Who can learn to code with LEGO toys?

As a rule of thumb, everyone can learn to code with LEGO toy sets. You’re off to a very good start if you’re curious and playful by nature, as kids are. That’s really the only basic skills you need to begin your coding experiments.

What are the benefits of learning coding for kids?

Coding can really trigger and encourage your child’s desire and ability to combine their sense of logic with their intuition. Kids instantly see it as a tool for testing their creative stream of “what happens if I do this?” questions and ideas.

When your child is learning to code with their computer, robot, tablet or other screen, it’s not just idle screen time. It’s an active engagement and developing activity that, in the process, teaches them valuable life skills:

Language Skills

Did you know that learning the languages and patterns of computer code, such as HTML, is very similar to learning a different language? The skills your child learns from coding can be directly applied to breaking down grammar rules and syntax of other languages!
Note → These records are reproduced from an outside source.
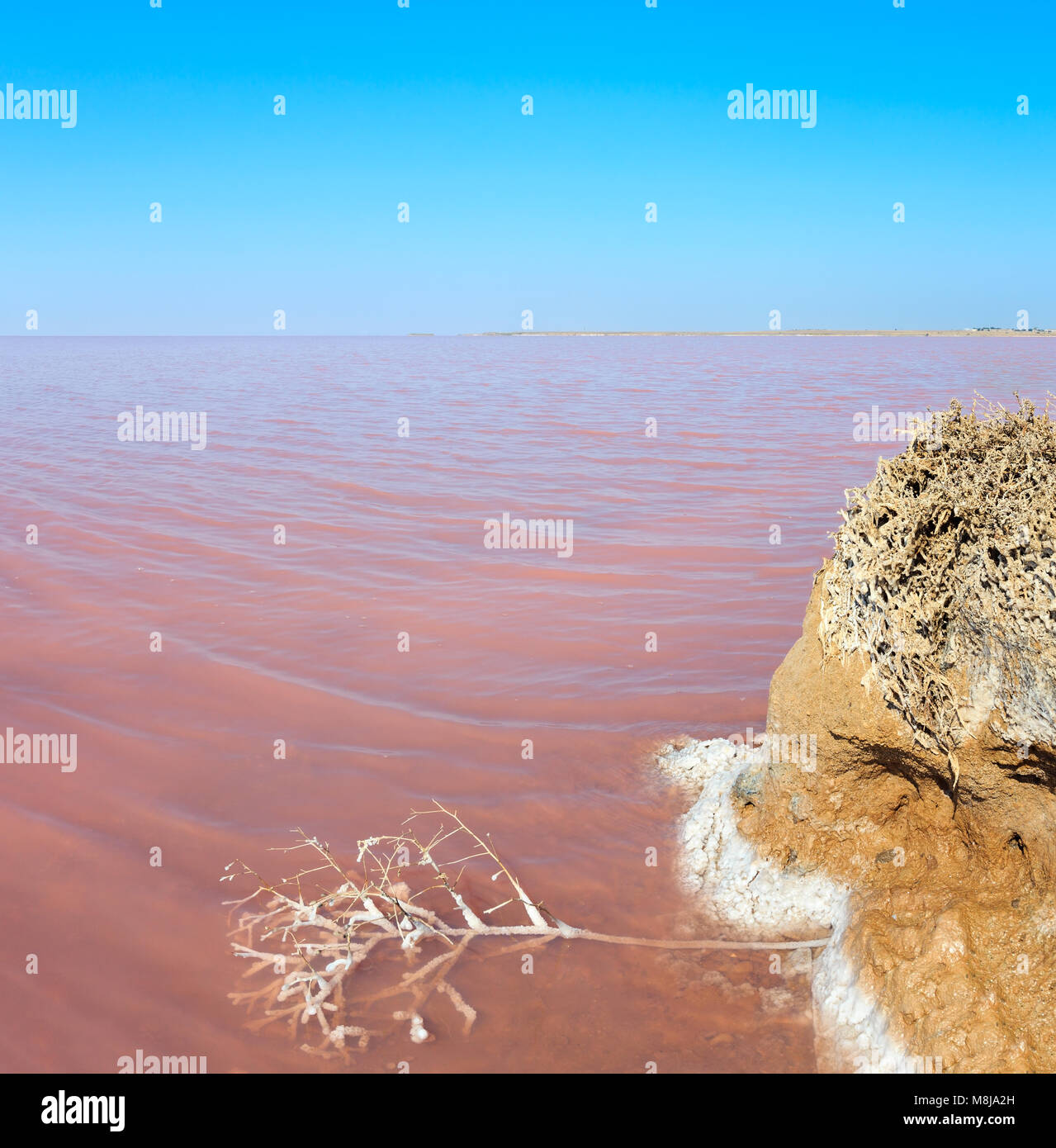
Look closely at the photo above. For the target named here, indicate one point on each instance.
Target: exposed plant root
(334, 954)
(944, 576)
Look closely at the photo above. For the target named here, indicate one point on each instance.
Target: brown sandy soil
(952, 906)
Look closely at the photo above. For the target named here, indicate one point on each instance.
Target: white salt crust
(755, 900)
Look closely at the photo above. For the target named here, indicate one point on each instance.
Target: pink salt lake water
(671, 535)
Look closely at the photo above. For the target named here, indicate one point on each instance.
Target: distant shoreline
(988, 332)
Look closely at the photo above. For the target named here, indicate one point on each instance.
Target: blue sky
(423, 105)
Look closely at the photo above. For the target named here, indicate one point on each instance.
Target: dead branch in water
(333, 953)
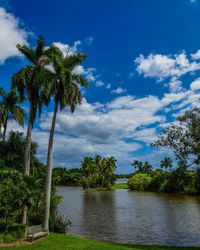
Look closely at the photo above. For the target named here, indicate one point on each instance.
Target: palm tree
(66, 92)
(109, 167)
(166, 163)
(9, 109)
(137, 165)
(28, 83)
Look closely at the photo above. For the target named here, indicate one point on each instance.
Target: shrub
(8, 238)
(139, 182)
(58, 223)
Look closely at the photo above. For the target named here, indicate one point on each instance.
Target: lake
(132, 217)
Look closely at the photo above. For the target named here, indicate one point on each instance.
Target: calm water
(133, 217)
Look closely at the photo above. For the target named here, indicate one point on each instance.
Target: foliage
(98, 172)
(67, 177)
(12, 151)
(14, 195)
(183, 138)
(22, 189)
(141, 167)
(166, 163)
(70, 242)
(10, 110)
(140, 182)
(119, 186)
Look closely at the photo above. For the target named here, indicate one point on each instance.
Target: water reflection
(133, 217)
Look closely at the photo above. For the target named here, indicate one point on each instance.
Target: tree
(166, 163)
(109, 168)
(183, 138)
(10, 110)
(12, 151)
(28, 83)
(142, 167)
(138, 165)
(14, 195)
(65, 89)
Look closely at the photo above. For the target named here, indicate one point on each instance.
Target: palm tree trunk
(5, 128)
(27, 156)
(49, 170)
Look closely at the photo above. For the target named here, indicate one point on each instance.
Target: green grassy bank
(69, 242)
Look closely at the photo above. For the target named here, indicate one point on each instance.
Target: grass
(69, 242)
(119, 186)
Organizational and Problem-Solving Skills

When you lift an arm to raise a glass of milk to your mouth, you do it without thinking about HOW you do it. As kids try to program the actions of a robot or a computer program or game, they learn to identify all the small steps that, when combined, create the bigger journey. They learn to anticipate obstacles, find creative shortcuts or add unexpected details that improve the experience. We can’t promise that if they successfully get a robot to lift a glass of milk today they’ll send a rocket to Mars in 20 years, but they can definitely have fun trying!

Curiosity, Creativity and Confidence

Kids can make villains’ lairs, rockets or doll houses out of cardboard box and crayons. Imagine what they can do with code! Kids find creative ways to use what they have to build something new. If they want to program a play list, make a LEGO® animal or robot come to life, or even design a new game, they can use the building blocks of code to create their own unique toys, gadgets or engaging stories to play out with friends. That’s a pretty great feeling.

Stronger Future with STEM

Whether your child wants to be a doctor, drive big trucks, be a chef or create art, chances are they’ll be working with one or more of the STEM disciplines: science, technology, engineering or math. They don’t need to be experts at STEM – just learning the basics of coding can give them a much deeper understanding of the technologies they’ll be working with as well as the tools they need to help improve processes and workloads in their field.

The great thing about using legos to introduce coding concepts is that the activities can grow with your children.  Start with the simple ideas and games to really lay the groundwork for what will come and you might be surprised with what your children can come up with!